Barron’s ran an important article this weekend titled “There is no Magnficent 7. There’s Simply The Magnificent One” [SUBSCRIPTION REQUIRED]. That Magnicent One – obviously – is Nvidia (NVDA) which is responsible for 1/3 of the S&P’s YTD gain through May.
But NVDA’s rise has become out of all proportion to its fundamentals and the stock will deflate sooner rather than later. At NVDA’s closing price of $131.88 on Friday, its market cap on a fully diluted basis is just shy of $3.3 trillion. According to Yahoo! Finance, analysts have NVDA earning somewhere between $2.37 and $2.83 this year. That means its P/E on current year earnings is ~50x – and these could very well be peak earnings unless you believe spending on AI infrastructure will continue at the current frenetic pace for years to come. In other words, NVDA may be trading at 60x 2025 earnings, 70x 2026 earnings, etc… So it’s even more expensive than the 50x current earnings.
As I wrote on Tuesday and Thursday, the Magnificent 7 are the only game in town, driving the major indexes higher and masking weakness among the remaining stocks in the market below the surface. At a certain point, however, there is no greater fool to buy NVDA, Apple (AAPL) or Facebook (META) at an even higher price – at which point the stock market will roll over. It will happen any day now….
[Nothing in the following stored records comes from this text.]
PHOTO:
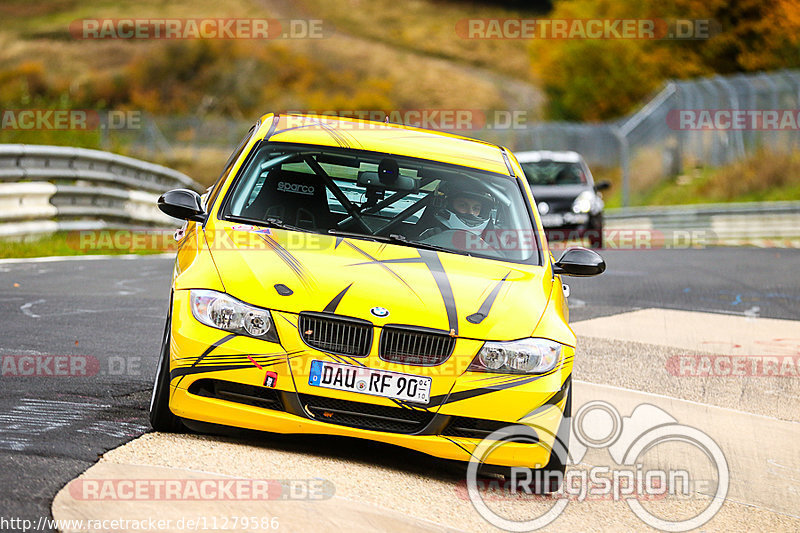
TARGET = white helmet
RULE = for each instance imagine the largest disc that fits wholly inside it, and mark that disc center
(456, 219)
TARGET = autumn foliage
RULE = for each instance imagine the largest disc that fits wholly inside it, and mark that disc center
(598, 79)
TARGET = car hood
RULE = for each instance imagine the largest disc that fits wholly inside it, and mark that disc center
(558, 192)
(294, 272)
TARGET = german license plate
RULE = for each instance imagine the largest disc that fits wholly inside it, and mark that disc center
(370, 381)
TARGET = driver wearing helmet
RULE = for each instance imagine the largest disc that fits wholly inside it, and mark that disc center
(467, 208)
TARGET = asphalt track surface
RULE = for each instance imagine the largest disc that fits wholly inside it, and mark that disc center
(111, 313)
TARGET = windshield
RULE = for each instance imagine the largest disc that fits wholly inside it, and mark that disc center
(383, 197)
(554, 173)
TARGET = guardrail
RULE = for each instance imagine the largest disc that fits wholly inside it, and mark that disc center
(756, 223)
(51, 188)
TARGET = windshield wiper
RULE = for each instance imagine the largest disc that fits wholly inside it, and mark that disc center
(402, 240)
(366, 236)
(393, 238)
(269, 222)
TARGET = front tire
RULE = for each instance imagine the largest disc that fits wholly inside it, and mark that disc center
(161, 418)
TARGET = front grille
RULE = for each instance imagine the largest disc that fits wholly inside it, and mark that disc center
(366, 415)
(415, 346)
(335, 334)
(473, 428)
(237, 392)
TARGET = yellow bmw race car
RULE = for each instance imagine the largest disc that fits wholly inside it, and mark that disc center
(370, 280)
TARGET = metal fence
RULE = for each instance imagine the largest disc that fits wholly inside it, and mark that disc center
(54, 188)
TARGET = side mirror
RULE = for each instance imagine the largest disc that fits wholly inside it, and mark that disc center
(579, 262)
(183, 204)
(602, 185)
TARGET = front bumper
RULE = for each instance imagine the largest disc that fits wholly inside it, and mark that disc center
(458, 397)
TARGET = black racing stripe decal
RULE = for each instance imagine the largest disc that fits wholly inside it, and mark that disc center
(472, 393)
(185, 371)
(333, 304)
(272, 126)
(382, 265)
(288, 259)
(508, 162)
(457, 444)
(431, 260)
(400, 260)
(334, 135)
(486, 306)
(552, 400)
(210, 349)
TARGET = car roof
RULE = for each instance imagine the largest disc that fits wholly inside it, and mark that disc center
(324, 130)
(534, 156)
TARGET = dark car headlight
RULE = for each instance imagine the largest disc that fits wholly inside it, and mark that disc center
(223, 311)
(524, 356)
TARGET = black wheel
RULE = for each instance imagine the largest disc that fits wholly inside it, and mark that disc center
(161, 418)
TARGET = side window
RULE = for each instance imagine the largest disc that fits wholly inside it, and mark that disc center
(214, 191)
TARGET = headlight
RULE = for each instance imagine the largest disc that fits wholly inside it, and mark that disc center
(584, 202)
(222, 311)
(526, 356)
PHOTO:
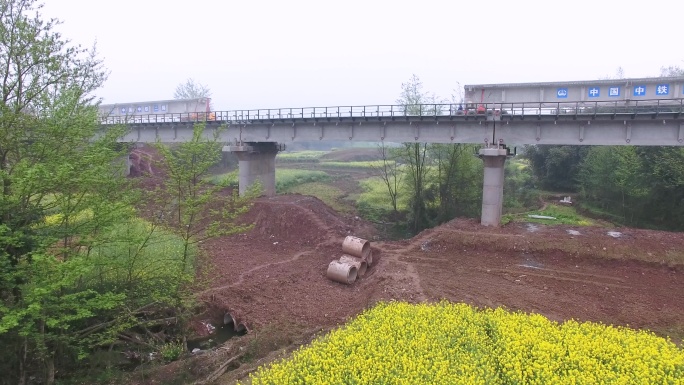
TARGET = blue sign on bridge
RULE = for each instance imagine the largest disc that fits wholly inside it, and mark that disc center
(662, 89)
(639, 90)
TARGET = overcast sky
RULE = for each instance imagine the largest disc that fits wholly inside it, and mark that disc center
(296, 53)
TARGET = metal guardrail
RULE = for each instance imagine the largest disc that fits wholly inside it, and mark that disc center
(499, 110)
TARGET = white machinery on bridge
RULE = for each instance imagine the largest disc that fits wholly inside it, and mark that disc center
(185, 109)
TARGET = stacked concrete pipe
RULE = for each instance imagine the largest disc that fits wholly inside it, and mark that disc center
(354, 263)
(342, 272)
(358, 247)
(360, 264)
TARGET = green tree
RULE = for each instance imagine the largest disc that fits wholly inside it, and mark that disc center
(193, 208)
(192, 90)
(458, 179)
(555, 167)
(390, 173)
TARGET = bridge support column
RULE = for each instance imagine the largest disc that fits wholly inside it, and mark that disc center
(492, 188)
(256, 162)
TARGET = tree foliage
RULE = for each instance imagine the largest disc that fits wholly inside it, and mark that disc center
(79, 271)
(442, 180)
(191, 90)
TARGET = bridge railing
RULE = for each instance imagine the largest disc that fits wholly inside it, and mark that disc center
(500, 110)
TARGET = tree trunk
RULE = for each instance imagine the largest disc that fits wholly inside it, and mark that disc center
(22, 363)
(50, 370)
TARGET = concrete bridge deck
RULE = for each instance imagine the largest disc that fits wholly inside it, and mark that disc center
(654, 122)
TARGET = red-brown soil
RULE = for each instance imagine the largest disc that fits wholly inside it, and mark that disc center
(276, 271)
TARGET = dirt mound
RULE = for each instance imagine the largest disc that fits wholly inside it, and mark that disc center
(300, 220)
(352, 155)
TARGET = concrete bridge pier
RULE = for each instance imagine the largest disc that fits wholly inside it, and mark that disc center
(492, 190)
(256, 162)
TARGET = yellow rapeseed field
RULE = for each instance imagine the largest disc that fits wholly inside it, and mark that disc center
(446, 343)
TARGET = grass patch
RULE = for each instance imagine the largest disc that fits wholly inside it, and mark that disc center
(286, 178)
(565, 215)
(330, 195)
(374, 202)
(299, 156)
(365, 165)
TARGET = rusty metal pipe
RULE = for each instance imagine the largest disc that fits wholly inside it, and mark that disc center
(355, 246)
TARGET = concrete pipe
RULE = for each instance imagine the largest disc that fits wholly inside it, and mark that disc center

Further, David Stockman makes the case in his book The Great Money Bubble that this isn’t any ordinary bubble. According to Stockman, this is the bubble of all bubbles that has been inflating since Greenspan stepped in after Black Monday in 1987 and assured the market that the Fed stood ready to provide liquidity as needed inaugurating The Fed Put. Since that time, easy monetary policy from Greenspan through Bernanke, Yellin and now Powell has flowed into the financial markets and real estate causing their values to massively disconnect from their underlying income streams.